Percorso : HOME > Iconografia > Cicli > Seicento > Italia > Mondolfo

CICLo AGOSTINIANo nel Chiostro di Mondolfo

Agostino e il bambino sulla spiaggiao

Agostino e il bambino sulla spiaggia

 

 

MAESTRO DI MONDOLFO

1650-1670

Chiostro del convento agostiniano di Mondolfo

 

Agostino e il bambino sulla spiaggia

 

 

 

La scena è stata associata alla visita che Agostino, secondo una tradizione medioevale accreditata dagli eremitani agostiniani, avrebbe compiuto presso un gruppo di monaci pisani. Sulla destra si intravede la lunga scalinata che porta al monastero di questi monaci, mentre a sinistra si apre una larga radura per l'attracco delle navi. In primo piano Agostino è in piedi mentre sta leggendo: un fanciullo lo guarda girandosi verso di lui abbandonando i suoi giochi con l'acqua e la sabbia. Secondo la tradizione alla domanda di Agostino che chiede al bambino cosa sta facendo, il ragazzo risponde che vuol mettere tutta l'acqua del mare nella buca che ha fatto sulla spiaggia. Alla osservazione di Agostino che non può ottenere ciò che vuole, il bambino risponde che neppure lui può pensare di comprendere il mistero della Trinità: l'infinità di Dio non può essere compresa nella mente limitata dell'uomo.

L'episodio quindi descrive il tentativo di Agostino di comprendere il mistero della Trinità, tentativo che risulterà improduttivo.

 

Questa leggenda è stata studiata da L. Pillion in La Légende de s. Jérome in Gazette des Beaux-Arts del 1908. L'episodio che godrà di molta fortuna nella iconografia agostiniana riprende un testo della Lettera apocrifa a Cirillo che avrebbe scritto lo stesso Agostino. In un passo Agostino ricorda una rivelazione divina con queste parole: "Augustine, Augustine, quid quaeris ? Putasne brevi immittere vasculo mare totum ?".

Questa leggenda si troverebbe forse già nel XIII secolo, sotto forma di exemplum, in uno scritto di Cesare d'Heisterbach (cfr. H. I. Marrou, Saint Augustin et l'ange, une légende médioévale, in l'Homme devant Dieu, Mélanges offerts au P. de Lubac, II, 1964, 137-149).

Questa leggenda sulla Trinità soppiantò ben presto la leggenda della Vedova che trattava dello stesso argomento della Trinità.
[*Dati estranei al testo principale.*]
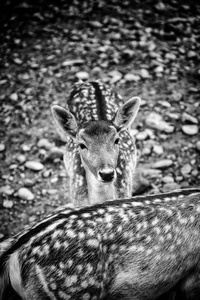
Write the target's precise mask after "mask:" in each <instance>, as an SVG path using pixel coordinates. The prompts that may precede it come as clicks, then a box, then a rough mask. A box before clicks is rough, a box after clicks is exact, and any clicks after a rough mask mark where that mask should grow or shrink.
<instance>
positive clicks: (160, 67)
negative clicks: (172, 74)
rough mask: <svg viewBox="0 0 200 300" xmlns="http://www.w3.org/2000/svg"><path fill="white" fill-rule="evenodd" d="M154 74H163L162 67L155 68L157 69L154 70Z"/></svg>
mask: <svg viewBox="0 0 200 300" xmlns="http://www.w3.org/2000/svg"><path fill="white" fill-rule="evenodd" d="M154 72H155V73H163V72H164V68H163V66H162V65H160V66H157V67H156V68H155V69H154Z"/></svg>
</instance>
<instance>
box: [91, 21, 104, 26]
mask: <svg viewBox="0 0 200 300" xmlns="http://www.w3.org/2000/svg"><path fill="white" fill-rule="evenodd" d="M89 23H90V25H91V26H92V27H95V28H101V27H102V24H101V23H100V22H99V21H89Z"/></svg>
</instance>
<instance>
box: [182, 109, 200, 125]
mask: <svg viewBox="0 0 200 300" xmlns="http://www.w3.org/2000/svg"><path fill="white" fill-rule="evenodd" d="M182 121H183V122H189V123H192V124H198V120H197V118H195V117H193V116H191V115H189V114H188V113H186V112H184V113H183V114H182Z"/></svg>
L'origine di questa tematica iconografica non proverrebbe dunque dalla agiografia medioevale quanto piuttosto dalla predicazione. P. Antonio Iturbe Saìz ha a sua volta proposto una possibile ricostruzione della sua origine: nel secolo XIII si scrivevano "exempla" per i predicatori e in uno di questi apparve questa leggenda applicata a un professore di scolastica di Parigi con un fine chiaramente morale: criticare la alterigia e la superbia dei teologi.

Ma come poi tutto ciò fu collegato ad Agostino ? Due possono essere le spiegazioni: primo che necessitava un protagonista alla storia stessa e Agostino era l'uomo adatto in quanto era considerato un sommo teologo. La seconda spiegazione sta nella diffusione del testo di un apocrifo in cui san Gerolamo (come è stato anticipato all'inizio) discute con Agostino sulle capacità umane di comprendere il mistero divino. In ogni caso la prima volta che si incontra questa leggenda applicata ad Agostino corre nell'anno 1263. In margine va ricordata la disputa sul luogo dove si sarebbe svolto l'incontro tra Agostino e Gesù Bambino: sulla spiaggia di Civitavecchia o di Ippona ? Gli Eremitani e i Canonici si batterono a lungo sul tema, soprattutto perché ciascuno sosteneva che Agostino era stato il vero fondatore del loro Ordine religioso.

 

Nella fascia inferiore della lunetta si legge la spiegazione del contenuto della pittura con questa parole: D'UN NUME UNICO E TRINO AMPI VOLUMI MA CHE TERMINE IMPOSE AL RE ... CON PENNA D'ORO IN CENTO CELLE APPRESTA AL FIUME DI SUA PENNA IL CORSO.